Il regista Andrew Dominik ha definito il suo film: «La versione vietata della storia di Marilyn Monroe». “Blonde”, il biopic con Ana de Armas ispirato all’omonimo romanzo di Joyce Carol Oates, sarà alla Mostra del Cinema di Venezia, ma non verrà distribuito nelle sale. È questa la prima produzione Netflix col bollino hard core vietata ai minori di 18 anni, perciò chi vorrà vederla potrà farlo dal divano di casa. Scene di stupro e altri «contenuti sessuali espliciti», questo il giudizio dei valutatori; ma più delle sequenze erotiche, ciò che di forte promette il film è il viaggio dentro l’anima fragile di Marilyn, nel groviglio di solitudine e ansia che ha segnato la sua vita.

Le ultime ore di vita

I sessant’anni dalla morte della diva di Hollywood vengono celebrati anche da un’altra produzione Netflix (uscita ad aprile) che indaga il mistero delle sue ultime ore di vita. “The Mystery of Marilyn Monroe: The Unheard Tapes”, di Emma Cooper, è un documentario che si snoda attraverso le interviste fatte dal giornalista investigativo Anthony Summers, che a metà degli anni Ottanta incontrò ben 650 persone della cerchia dell’attrice e scrisse poi una biografia, Goddess, pubblicata nel 1985. Il documentario smonta la versione ufficiale della morte di Marilyn Monroe, avvenuta nella notte tra il 4 e il 5 agosto del 1962. Una morte per suicidio o per overdose di farmaci, poiché, ha sottolineato la regista in diverse interviste: «Non ci sono prove che sia stata uccisa».

La messinscena dell’FBI

Ci sono, però, le prove che tanti dettagli dell’ultimo giorno di Marilyn sono stati insabbiati dall’FBI con un unico intento: cancellare i legami di lei con i fratelli Kennedy. Prove (in particolare i diari) che stavano dentro la camera da letto nella casa di Brentwood, a Los Angeles, (dove viveva da sola con la sua governante Eunice Murray), e perciò era necessario dare tempo agli agenti per un’accurata perquisizione. La versione ufficiale dice che Marilyn è stata trovata morta nella sua camera da letto dal dottor Ralph Greenson, il suo psichiatra, alle 3 e mezzo della mattina del 5 agosto. Nuda, riversa sul letto sfatto, la mano sul ricevitore del telefono, come si vede dalle fotografie scattate dalla polizia. Una messinscena, in realtà, visto che - racconta il docufilm di Emma Cooper - Marilyn è morta cinque ore prima su un’ambulanza che la stava portando in ospedale.

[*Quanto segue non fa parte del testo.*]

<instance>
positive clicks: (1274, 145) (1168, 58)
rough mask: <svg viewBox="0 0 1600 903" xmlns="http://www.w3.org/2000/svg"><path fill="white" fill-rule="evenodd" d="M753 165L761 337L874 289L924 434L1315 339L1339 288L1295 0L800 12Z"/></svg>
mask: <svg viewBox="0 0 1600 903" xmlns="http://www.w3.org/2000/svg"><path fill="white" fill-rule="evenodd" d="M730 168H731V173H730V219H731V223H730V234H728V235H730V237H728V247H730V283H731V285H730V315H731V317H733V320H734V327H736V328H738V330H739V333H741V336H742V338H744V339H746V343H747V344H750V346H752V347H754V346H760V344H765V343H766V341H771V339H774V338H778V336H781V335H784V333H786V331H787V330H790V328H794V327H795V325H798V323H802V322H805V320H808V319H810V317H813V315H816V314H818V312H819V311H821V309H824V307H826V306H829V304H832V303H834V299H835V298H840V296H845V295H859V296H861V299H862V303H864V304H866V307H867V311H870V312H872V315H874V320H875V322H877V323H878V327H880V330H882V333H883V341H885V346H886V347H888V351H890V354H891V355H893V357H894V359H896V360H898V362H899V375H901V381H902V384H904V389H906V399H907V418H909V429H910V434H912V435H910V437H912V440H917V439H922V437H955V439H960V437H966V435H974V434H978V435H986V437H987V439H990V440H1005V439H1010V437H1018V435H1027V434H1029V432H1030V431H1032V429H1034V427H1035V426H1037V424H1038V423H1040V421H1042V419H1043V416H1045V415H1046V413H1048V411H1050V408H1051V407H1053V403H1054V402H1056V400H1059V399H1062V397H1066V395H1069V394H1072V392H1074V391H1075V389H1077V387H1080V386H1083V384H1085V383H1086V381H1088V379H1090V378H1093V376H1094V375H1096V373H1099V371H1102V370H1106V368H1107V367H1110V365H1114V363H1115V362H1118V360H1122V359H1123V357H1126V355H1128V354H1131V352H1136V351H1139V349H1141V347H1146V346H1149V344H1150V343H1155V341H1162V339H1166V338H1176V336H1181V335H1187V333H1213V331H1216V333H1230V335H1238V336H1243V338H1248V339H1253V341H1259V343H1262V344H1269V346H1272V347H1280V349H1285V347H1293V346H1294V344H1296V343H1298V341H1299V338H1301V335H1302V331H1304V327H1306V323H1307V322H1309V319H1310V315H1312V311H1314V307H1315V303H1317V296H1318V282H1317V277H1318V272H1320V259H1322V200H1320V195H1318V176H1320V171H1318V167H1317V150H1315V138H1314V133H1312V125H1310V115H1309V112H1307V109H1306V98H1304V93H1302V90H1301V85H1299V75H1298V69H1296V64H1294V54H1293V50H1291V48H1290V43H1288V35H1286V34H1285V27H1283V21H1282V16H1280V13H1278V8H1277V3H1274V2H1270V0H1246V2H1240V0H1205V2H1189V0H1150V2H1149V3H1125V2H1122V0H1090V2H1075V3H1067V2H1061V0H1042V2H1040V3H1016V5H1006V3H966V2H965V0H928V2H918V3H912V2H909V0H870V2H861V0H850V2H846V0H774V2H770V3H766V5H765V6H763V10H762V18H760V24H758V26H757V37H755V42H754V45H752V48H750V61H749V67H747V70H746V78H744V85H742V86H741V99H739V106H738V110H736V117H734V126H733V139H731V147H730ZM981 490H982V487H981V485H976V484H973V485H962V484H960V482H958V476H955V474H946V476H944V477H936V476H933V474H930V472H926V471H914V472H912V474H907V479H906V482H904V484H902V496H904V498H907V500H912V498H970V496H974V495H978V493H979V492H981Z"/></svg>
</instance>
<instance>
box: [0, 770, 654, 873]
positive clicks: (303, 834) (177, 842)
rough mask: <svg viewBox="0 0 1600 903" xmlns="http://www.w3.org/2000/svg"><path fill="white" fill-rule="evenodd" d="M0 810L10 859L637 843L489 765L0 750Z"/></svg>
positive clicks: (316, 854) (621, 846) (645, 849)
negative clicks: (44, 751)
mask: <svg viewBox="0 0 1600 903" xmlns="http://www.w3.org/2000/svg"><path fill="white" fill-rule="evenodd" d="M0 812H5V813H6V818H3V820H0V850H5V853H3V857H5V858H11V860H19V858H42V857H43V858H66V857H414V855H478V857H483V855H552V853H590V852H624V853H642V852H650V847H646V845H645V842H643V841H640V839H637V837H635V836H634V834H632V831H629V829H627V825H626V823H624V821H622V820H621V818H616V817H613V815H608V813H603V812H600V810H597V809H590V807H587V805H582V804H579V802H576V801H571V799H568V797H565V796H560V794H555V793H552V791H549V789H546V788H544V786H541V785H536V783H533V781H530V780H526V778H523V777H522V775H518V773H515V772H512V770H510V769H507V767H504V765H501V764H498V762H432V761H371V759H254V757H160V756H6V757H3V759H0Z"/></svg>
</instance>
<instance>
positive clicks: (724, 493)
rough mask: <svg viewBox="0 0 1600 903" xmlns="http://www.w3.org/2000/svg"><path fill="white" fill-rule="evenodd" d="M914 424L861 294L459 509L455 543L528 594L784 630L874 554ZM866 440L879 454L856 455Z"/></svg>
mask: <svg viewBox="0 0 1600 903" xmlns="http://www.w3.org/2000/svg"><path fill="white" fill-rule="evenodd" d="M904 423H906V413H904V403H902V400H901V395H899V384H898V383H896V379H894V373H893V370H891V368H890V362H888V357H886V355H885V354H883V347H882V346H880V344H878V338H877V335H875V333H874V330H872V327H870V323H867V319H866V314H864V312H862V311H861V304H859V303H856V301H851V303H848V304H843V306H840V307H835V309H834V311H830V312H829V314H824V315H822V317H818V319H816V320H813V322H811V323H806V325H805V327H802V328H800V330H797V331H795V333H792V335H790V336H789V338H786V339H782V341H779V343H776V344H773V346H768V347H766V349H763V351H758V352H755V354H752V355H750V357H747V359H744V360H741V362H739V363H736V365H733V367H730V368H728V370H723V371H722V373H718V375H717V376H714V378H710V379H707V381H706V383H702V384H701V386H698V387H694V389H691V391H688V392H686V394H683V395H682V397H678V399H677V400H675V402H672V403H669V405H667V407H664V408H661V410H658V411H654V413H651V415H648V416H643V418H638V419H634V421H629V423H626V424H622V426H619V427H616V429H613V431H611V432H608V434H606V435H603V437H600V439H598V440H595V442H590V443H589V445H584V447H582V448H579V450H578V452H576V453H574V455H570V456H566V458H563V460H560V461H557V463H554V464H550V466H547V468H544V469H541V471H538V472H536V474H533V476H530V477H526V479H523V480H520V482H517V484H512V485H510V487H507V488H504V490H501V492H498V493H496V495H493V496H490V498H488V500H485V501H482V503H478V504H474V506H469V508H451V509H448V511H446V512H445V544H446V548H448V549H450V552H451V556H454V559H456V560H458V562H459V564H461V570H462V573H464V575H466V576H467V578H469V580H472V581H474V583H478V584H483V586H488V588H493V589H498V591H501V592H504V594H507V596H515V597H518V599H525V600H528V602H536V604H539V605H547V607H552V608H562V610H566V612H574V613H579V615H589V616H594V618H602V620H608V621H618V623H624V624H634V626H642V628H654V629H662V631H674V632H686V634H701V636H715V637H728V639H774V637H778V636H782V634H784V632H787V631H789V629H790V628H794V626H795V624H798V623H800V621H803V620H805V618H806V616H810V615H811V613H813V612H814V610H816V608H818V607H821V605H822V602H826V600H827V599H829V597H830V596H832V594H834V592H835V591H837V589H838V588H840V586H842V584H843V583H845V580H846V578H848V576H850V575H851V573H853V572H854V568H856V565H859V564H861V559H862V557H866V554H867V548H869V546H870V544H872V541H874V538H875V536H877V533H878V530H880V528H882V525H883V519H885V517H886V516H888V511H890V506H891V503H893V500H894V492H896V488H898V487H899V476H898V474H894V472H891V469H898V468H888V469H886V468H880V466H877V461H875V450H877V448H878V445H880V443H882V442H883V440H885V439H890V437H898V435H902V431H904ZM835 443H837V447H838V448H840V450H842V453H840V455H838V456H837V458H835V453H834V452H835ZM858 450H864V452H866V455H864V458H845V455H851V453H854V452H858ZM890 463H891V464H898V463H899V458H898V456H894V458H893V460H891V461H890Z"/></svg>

Il suo corpo, dunque, è stato tenuto su quella lettiga fino a che gli uomini dell’FBI non hanno finito il loro lavoro. Nel frattempo, altro dettaglio importante, il procuratore generale Bobby Kennedy, fratello del presidente e ultimo amante della diva, aveva lasciato Los Angeles con un volo delle 2,30. Poche ore prima aveva incontrato Marilyn nella casa di lei. Un incontro tempestoso durante il quale le intimò di non chiamarlo più.

L’ultima stazione

Per Marilyn Monroe il 1962 era l’anno della consacrazione del successo ma anche quello della sua definitiva caduta. Dopo “Gli spostati”, di John Huston, le era stato consegnato il Golden Globe come migliore attrice, ma la sua vita privata andava a rotoli. A Hollywood si chiacchierava da tempo di una relazione clandestina con il presidente John Kennedy e del di lui fratello Robert, e intanto arrivava il divorzio dal terzo marito, il commediografo e romanziere Arthur Miller (che per lei aveva scritto la sceneggiatura di “Facciamo l’amore” e de “Gli spostati”). Sempre più fragile, cercava sostegno nell’alcol e nei farmaci. Anche al lavoro non era più l’attrice puntuale e disciplinata tanto amata dai registi. I vuoti di memoria, le crisi di pianto, i continui ritardi avevano già fatto dannare Billy Wilder nel ’59 sul set di “A qualcuno piace caldo”, ma diventarono praticamente insopportabili l’anno dopo durante la lavorazione di “Facciamo l’amore” e nel ’61 sul set de “Gli spostati”.

Il veleno di Hollywood

Marilyn era la diva che aveva denunciato il veleno instillato dalle luci di Hollywood, dove, diceva, «ti pagano mille dollari per un bacio e cinquanta centesimi per la tua anima».